Air mataku tak kuasa kubendung. Aku rela memberikannya untuk mas Bara. Karena walau bagaimanapun dia suamiku yang sah. Meski pernikahan kami hanya untuk satu tahun, setidaknya aku berguna sebagai istrinya saat ini. Maafkan aku kak.
Kurasakan mas bara mengecup mataku yang basah.
"Maafkan aku." Ada raut penyesalan dimatanya. Entah menyesal karena telah mengambil keperawananku, atau menyesal karena telah menghianati mbak ana karena melakukan ini denganku. Tak lama tubuhnya bergerak mengukur setiap kedalaman diriku yang kelam.
"Agghh sshhhh." Desisan kenikmatan terdengar keluar dari bibirnya. Meski terasa perih, akupun bisa sedikit merasakannya. Hingga hentakkan demi hentakkan ia berikan secara membabi buta. Membuatku mendesah halus larut akan kenikmatann yang ia berikan.
Ada sesuatu yang asing kurasa hendak meledak didalam diriku. Aku benar-benar tak bisa menahannya lagi.

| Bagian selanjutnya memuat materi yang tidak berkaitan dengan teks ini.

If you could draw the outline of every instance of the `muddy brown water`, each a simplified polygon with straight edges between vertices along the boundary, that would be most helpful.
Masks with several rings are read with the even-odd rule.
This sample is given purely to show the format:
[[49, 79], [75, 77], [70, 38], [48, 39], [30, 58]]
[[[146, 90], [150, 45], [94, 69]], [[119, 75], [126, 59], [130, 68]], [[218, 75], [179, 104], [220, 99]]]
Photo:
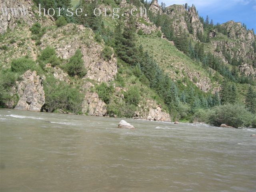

"Aghh mashhh ahhhhhhh." Aku mengangkat pinggulku seolah ingin ia masuk lebih dalam. Tanganku memeluk tubuhnya sangat erat, seolah ingin menyatukan tubuh kami menjadi satu.
"Ahhh ahhh ahhhhhhhh."Tubuhku menggelepar, Entah apa itu, aku seperti terbang melayang. Ringan dan memabukkan.
" Oougggh." Kulihat mas Bara menggeram kuat saat ia melesakkannya begitu dalam bersamaan dengan semburan hangat memenuhi diriku.
Kami terengah bersama. Ia menatapku sendu kemudian mencium keningku.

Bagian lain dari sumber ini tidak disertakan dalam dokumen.